Dort, wo die Männer standen, war die Halle dreißig Meter breit und fünfundzwanzig Meter hoch. Auf Grund der Einsturzgefahr ging man in verschiedenen Etappen vor. Hatte man sich drei Meter weiter in das Gestein vorgearbeitet, goss man die Stelle mit Beton aus, bevor die Arbeiten fortgesetzt wurden. Gleichzeitig wurden in gleichmäßigen Abständen meterdicke Betonpfeiler errichtet, die halbhoch zur Decke der Kathedrale emporragten. Die Pfeiler sollten später die Betonplatte tragen, die als Boden für Millionen von Zugreisenden diente. Man hatte sich frühzeitig dafür entschieden, diesen Deckel nicht völlig zu schließen. Die Architekten hatten darauf bestanden, den Fahrgästen der Zukunft das Schwindel erregende Raumgefühl beim Blick in die Tiefe nicht vorzuenthalten. Auch sie sollten Gelegenheit erhalten, vor Bewunderung für dieses bautechnische Meisterwerk auf die Knie zu sinken. Viele Reisende jedoch, die keine genauen Kenntnisse von der tatsächlichen Belastbarkeit dieses Bauwerks hatten, würden sich bestimmt fragen, wie es nur möglich war, unterhalb eines Wohnviertels mit achtstöckigen Häusern einen Hohlraum in der Größe der Kathedrale von Notre-Dame zu schaffen. Einige mochten sich auch überlegen, was wohl geschehen würde, wenn ein Terrorist unter den tragenden Elementen eine Bombe zündete.

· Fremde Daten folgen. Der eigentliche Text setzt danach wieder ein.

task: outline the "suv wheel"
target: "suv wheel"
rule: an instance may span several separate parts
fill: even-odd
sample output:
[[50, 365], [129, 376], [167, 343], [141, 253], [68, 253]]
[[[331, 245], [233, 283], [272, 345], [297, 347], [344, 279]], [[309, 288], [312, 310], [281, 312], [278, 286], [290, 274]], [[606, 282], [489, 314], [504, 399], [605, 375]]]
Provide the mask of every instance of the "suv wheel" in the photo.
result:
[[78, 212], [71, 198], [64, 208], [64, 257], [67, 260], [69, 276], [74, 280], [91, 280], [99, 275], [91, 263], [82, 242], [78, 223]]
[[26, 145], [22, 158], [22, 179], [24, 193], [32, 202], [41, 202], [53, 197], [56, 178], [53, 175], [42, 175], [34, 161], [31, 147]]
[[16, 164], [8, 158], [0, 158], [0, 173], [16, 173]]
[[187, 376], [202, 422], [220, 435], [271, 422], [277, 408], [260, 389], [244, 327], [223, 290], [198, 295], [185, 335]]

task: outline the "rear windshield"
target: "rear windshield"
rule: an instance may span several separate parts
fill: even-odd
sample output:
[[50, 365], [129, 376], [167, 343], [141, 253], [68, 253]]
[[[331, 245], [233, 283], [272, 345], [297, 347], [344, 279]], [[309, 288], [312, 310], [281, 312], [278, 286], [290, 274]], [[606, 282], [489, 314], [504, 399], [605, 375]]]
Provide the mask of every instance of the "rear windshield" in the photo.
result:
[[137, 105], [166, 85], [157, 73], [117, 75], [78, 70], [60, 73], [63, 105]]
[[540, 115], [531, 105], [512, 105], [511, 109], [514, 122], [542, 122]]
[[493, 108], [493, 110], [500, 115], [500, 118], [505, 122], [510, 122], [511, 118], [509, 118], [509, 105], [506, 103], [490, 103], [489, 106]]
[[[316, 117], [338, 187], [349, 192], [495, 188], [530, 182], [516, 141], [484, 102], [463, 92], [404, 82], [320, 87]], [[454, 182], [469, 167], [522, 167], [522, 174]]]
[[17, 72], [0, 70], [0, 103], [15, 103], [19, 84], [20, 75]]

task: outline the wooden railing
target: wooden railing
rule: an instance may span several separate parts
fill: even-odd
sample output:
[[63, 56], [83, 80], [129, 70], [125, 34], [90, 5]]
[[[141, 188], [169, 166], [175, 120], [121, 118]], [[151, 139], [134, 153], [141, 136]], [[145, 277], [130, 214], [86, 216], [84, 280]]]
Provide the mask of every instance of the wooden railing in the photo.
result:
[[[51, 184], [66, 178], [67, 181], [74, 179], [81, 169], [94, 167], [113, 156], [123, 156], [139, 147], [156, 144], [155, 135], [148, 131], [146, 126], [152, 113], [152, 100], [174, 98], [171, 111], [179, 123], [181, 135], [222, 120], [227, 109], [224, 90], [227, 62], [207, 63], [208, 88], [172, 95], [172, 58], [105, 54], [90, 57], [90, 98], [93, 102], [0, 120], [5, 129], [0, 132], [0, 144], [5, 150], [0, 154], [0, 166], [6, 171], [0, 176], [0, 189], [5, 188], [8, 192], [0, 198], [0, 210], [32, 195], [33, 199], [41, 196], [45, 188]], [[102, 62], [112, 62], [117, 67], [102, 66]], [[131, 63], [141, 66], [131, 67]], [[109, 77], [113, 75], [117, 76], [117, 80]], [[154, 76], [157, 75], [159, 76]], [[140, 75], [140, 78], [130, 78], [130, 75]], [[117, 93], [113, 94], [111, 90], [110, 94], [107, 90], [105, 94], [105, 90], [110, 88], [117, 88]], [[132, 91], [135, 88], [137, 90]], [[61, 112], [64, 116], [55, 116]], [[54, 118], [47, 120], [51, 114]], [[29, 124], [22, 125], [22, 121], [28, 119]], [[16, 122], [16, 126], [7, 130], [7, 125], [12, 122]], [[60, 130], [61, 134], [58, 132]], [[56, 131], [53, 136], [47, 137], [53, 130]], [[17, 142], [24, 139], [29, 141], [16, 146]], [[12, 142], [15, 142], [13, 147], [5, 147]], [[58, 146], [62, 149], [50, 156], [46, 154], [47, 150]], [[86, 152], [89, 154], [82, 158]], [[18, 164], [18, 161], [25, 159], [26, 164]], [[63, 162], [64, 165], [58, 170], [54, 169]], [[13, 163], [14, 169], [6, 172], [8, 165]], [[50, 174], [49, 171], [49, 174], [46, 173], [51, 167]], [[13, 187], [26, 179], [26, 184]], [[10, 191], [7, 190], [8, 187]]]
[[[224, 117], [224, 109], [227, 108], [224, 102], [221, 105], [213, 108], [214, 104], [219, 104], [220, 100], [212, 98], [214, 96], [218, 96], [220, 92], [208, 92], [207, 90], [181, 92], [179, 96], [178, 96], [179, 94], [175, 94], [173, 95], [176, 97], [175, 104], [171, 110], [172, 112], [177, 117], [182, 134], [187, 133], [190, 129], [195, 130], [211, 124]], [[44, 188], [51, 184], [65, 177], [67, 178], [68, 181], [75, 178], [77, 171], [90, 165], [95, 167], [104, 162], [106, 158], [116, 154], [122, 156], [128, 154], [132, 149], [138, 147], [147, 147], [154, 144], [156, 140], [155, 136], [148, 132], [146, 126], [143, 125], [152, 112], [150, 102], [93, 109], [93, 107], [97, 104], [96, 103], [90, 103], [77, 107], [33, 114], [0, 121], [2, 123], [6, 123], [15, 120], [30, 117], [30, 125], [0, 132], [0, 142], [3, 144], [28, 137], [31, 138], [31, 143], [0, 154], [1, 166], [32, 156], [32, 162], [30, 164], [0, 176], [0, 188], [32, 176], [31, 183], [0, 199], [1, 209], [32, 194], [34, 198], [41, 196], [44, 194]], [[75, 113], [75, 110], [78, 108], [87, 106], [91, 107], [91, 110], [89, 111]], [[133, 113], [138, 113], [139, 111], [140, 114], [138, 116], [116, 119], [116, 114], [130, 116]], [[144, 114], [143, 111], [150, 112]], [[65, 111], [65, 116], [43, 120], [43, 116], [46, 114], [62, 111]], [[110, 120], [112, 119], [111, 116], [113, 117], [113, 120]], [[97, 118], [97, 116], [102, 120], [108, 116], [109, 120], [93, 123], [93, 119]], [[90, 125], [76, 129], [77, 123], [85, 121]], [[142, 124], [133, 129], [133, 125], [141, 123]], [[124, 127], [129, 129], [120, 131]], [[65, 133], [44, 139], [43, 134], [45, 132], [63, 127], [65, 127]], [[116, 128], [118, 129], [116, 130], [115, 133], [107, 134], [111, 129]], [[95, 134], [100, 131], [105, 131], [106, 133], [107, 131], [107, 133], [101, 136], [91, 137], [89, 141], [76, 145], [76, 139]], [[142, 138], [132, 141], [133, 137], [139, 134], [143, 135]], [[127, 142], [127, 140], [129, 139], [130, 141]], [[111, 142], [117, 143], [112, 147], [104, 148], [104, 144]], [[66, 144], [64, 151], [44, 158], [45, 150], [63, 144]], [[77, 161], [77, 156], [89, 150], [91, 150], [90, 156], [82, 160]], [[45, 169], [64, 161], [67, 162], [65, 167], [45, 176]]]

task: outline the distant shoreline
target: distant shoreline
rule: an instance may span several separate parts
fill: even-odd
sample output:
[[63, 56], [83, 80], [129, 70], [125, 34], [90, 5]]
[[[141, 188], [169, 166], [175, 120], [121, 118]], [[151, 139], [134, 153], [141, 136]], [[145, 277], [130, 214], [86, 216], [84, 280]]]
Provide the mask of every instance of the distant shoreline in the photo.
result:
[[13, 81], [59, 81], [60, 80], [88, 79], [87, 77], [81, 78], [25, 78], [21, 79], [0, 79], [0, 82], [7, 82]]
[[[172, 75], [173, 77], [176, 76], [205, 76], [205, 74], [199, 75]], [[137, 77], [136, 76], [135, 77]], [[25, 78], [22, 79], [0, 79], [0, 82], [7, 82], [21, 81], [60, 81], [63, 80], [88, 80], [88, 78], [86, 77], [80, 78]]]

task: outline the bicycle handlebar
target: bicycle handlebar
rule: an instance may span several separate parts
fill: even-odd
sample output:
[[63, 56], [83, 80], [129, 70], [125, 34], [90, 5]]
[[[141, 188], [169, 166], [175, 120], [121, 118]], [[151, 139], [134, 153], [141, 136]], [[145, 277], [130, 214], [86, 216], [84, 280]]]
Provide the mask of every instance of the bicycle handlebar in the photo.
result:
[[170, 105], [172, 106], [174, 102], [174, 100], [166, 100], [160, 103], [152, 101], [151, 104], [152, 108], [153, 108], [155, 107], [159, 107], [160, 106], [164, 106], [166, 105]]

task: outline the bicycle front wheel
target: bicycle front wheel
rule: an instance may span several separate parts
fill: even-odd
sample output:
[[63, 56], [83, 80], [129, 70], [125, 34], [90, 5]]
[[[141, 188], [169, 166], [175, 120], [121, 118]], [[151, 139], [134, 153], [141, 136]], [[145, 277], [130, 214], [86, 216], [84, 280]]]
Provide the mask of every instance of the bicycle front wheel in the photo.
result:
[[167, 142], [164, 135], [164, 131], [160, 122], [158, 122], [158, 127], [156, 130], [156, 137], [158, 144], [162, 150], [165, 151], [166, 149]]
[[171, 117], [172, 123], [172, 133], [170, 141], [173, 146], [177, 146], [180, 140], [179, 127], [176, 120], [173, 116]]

Die Führungsriege des Eole-Projekts hingegen wusste ganz genau, was dann geschehen würde. Sie war sich darüber im Klaren, dass die Detonation einer Sprengladung, platziert an der richtigen Stelle, noch bevor alle Verstärkungs- und Stützmaßnahmen abgeschlossen waren, zu einer Katastrophe führen musste, und zwar nicht nur für die dreihundertfünfzig Arbeiter, die sich ständig unter Tage befanden, sondern für alle Menschen, die sich in den Wohnungen über der Erde aufhielten. Würde dies tagsüber geschehen, rechnete man mit bis zu zehntausend Opfern. Nachts mit ungefähr der Hälfte. Und was das Schlimmste war: in jedem Fall würde kaum Hoffnung bestehen, Überlebende aus den versunkenen Ruinen zu befreien, weil das Grundwasser zehn Meter hoch in der Halle stehen würde.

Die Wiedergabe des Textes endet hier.